Journal:Angew Chem Int Ed:1

Fine tuning of chlorophyll spectra by protein-induced ring deformation

Dominika Bednarczyk, Orly Dym, Yoav Peleg, Vadivel Prabahar, and Dror Noy ^[1]

Molecular Tour
The ability to tune the light absorption properties of chlorophylls by their protein environment is the key to the high efficiency, robustness, and adaptability of photosynthetic light harvesting proteins. Unfortunately, the intricacy of the natural complexes makes it very difficult to identify and isolate specific protein-pigment interactions that underlie the spectral tuning mechanisms and to quantify their effect on a pigment’s spectral properties. Here we identify and demonstrate the tuning mechanism of chlorophyll spectra in type II water soluble chlorophyll binding proteins from Brassicaceae (WSCPs). By comparing the molecular structures of two natural WSCPs we correlate a shift in the chlorophyll red absorption band with deformation of its tetrapyrrole macrocycle that is induced by changing the position of a nearby tryptophan residue. We show by a set of reciprocal point mutations that this change accounts for up to 2/3 of the observed spectral shift between the two natural variants.
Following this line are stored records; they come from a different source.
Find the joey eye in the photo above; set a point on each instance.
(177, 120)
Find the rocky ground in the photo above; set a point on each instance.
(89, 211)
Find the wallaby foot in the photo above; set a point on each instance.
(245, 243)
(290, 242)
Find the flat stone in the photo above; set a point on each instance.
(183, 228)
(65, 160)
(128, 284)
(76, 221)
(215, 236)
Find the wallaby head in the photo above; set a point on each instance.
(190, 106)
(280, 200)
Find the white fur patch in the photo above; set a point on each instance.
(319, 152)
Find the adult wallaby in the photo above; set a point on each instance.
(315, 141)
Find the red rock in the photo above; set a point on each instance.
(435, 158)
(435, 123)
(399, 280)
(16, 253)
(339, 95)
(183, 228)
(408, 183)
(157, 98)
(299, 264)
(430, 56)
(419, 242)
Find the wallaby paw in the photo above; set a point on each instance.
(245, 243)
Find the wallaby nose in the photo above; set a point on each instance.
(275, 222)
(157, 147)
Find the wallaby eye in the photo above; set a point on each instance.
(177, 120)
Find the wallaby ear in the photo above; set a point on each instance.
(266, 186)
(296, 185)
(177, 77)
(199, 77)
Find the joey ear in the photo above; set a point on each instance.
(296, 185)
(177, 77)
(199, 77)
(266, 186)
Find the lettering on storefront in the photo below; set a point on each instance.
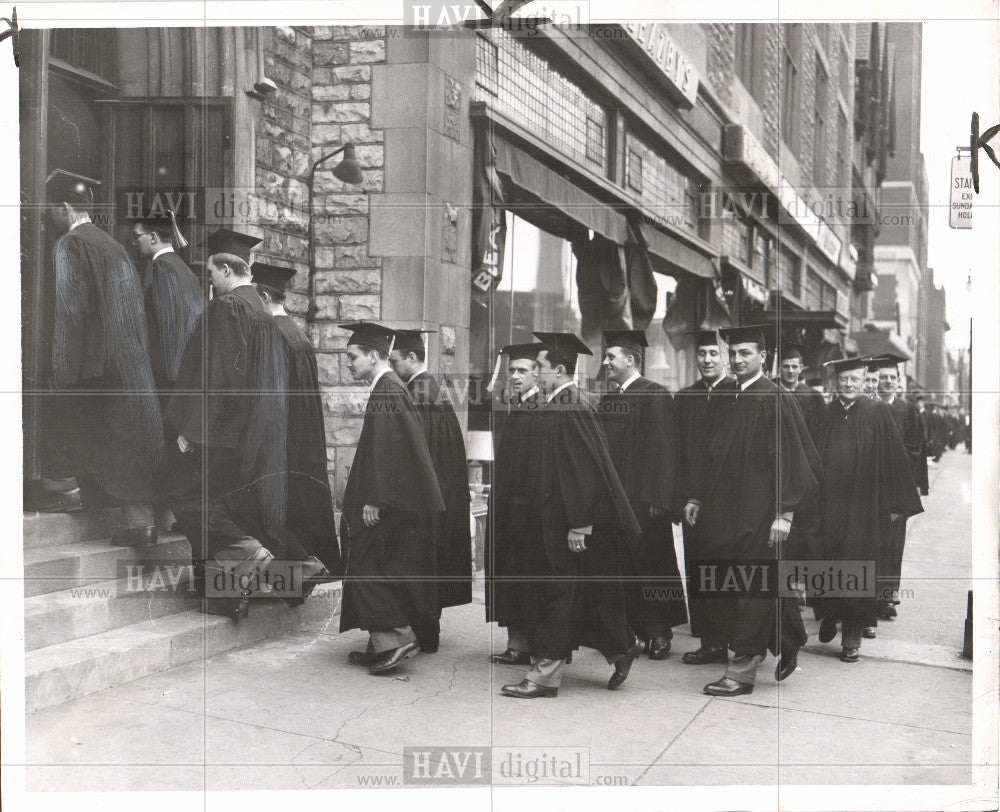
(659, 47)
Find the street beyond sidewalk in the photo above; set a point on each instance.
(291, 713)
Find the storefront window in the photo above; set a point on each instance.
(523, 85)
(669, 195)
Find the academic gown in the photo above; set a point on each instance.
(759, 462)
(310, 503)
(512, 526)
(106, 421)
(691, 405)
(230, 404)
(893, 535)
(451, 529)
(641, 428)
(576, 599)
(392, 566)
(174, 304)
(813, 408)
(867, 476)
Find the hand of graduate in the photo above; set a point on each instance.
(691, 512)
(369, 515)
(780, 529)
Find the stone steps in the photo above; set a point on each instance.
(74, 668)
(52, 568)
(89, 628)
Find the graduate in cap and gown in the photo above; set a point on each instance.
(173, 295)
(759, 468)
(640, 424)
(691, 405)
(106, 426)
(513, 530)
(868, 482)
(390, 502)
(310, 502)
(228, 413)
(573, 592)
(453, 538)
(911, 429)
(811, 402)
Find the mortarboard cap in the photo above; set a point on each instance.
(705, 338)
(273, 276)
(789, 351)
(629, 339)
(846, 364)
(370, 334)
(756, 333)
(227, 241)
(531, 350)
(411, 340)
(69, 187)
(565, 343)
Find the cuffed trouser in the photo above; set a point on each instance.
(850, 635)
(546, 672)
(388, 639)
(743, 669)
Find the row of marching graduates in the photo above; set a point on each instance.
(759, 474)
(206, 413)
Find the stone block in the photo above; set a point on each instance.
(341, 229)
(367, 51)
(362, 280)
(340, 112)
(327, 308)
(327, 54)
(406, 160)
(333, 92)
(361, 133)
(351, 73)
(354, 256)
(326, 337)
(362, 307)
(398, 224)
(399, 96)
(343, 430)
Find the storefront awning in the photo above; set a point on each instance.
(552, 189)
(677, 255)
(821, 319)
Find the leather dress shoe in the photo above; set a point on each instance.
(727, 687)
(706, 654)
(362, 658)
(623, 666)
(511, 657)
(658, 648)
(58, 501)
(136, 537)
(526, 689)
(387, 661)
(786, 666)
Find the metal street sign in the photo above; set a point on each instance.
(961, 192)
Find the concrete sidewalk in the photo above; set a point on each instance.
(291, 713)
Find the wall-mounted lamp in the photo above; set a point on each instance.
(347, 171)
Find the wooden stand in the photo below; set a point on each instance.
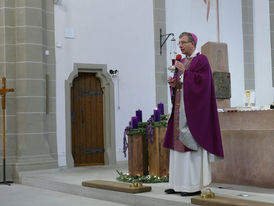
(158, 155)
(137, 155)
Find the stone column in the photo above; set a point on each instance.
(217, 55)
(29, 64)
(160, 60)
(262, 53)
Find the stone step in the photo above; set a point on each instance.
(140, 199)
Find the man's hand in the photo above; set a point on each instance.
(171, 81)
(180, 67)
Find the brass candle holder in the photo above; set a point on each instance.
(207, 193)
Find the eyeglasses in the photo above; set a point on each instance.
(183, 43)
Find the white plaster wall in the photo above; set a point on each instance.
(262, 53)
(116, 33)
(190, 15)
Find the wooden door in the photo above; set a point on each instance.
(87, 120)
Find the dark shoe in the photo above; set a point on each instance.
(186, 194)
(171, 191)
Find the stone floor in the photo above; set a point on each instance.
(68, 181)
(21, 195)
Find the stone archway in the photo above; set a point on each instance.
(109, 120)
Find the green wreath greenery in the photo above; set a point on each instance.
(123, 177)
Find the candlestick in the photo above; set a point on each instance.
(139, 115)
(134, 122)
(161, 108)
(156, 115)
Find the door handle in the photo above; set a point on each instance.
(82, 112)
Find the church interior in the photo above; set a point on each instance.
(86, 102)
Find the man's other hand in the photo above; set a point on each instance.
(180, 67)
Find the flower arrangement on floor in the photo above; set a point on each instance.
(125, 177)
We constructed, purified, and solved the crystal structure of water soluble chlorophyll binding protein from cauliflower complex with chlorophyll a (CaWSCP-Chl a). CaWSCP tetramer (PDB entry 5hpz). Chains A, B, C, and D are coloured purple, pink, grey, and blue. Chlorophylls are shown in ball-and-stick representation with carbons in cyan colour. The structure is highly homologous to the previously elucidated structure of native WSCP from Lepidium virginicum (LvWSCP; PDB ID: 2dre). Overall, the structure of recombinant CaWSCP and that of native LvWSCP are very similar. LvWSCP shown in brown with Chl carbons in orange. Both assemble as symmetric homotetramers in which each monomeric subunit binds a single Chl. This results in an arrangement of four Chls that is in fact a dimer of excitonically coupled Chl dimers. Overall, the protein structures and Chl arrangements of the monomeric and dimeric subunits of LvWSCP and CaWSCP are highly homologous. But, the interfaces between the dimeric subunits in the tetramer and hence the relative orientation of Chl dimers are not the same. Aligning the dimeric subunits of CaWSCP and LvWSCP reveals about 60º difference in rotation of one dimeric subunit around the C2 symmetry axes of the adjacent dimer. Click here to see animation of this scene. Dimers AB of CaWSCP and LvWSCP both colored in deeppink, dimer CD of CaWSCP is in yellow and dimer CD of LvWSCP is in salmon. A view from chains A and B toward chains C and D of CaWSCP and LvWSCP revealing the rotation of the LvWSCP Chl dimer with respect to the CaWSCP Chl dimer. For clarity, protein chains, and Chl phytyl chains are not presented. Opposite view from chain C and D toward chains A an B.

Inspection and comparison of the Chls and their binding sites reveals that in both CaWSCP and LvWSCP the axial ligand to the Mg atom is the backbone oxygen of a proline residue. The hydrogen bonding network around the acetyl and carbonyl residues of the Chl’s rings III and V is highly conserved, and there are no charged residues within the Chl binding sites of both proteins. The most significant difference between LvWSCP and CaWSCP appears to be around Chl rings IV and I. An asparagine at position 38 (N38) in LvWSCP is replaced by alanine at position 34 (A34) in CaWSCP. This causes a conserved tryptophan residue (LvWSCP W154, CaWSCP W151) that is hydrogen bonded to the delta-nitrogen of N38 to form an alternative hydrogen bond with the backbone nitrogen of A34. Consequently, the bulky tryptophan sidechain moves away from Chl ring D and closer to Chl ring A, which results in bending the ring out of the Chl macrocycle plain. In addition, the vinyl group of ring A rotates 180º about the C3-C3 bond. Mutation of two leucine residues at positions 44 and 91 (L44, and L91) in LvWSCP to phenyl-alanine and valine at positions 40 and 89 (F40, and V89), respectively in CaWSCP accommodate to the different vinyl group position. Carbons of CaWSCP-Chl complex are in cyan and Carbons of LvWSCP-Chl complex are in orange.

PDB reference: Type II water soluble Chl binding proteins, 5hpz.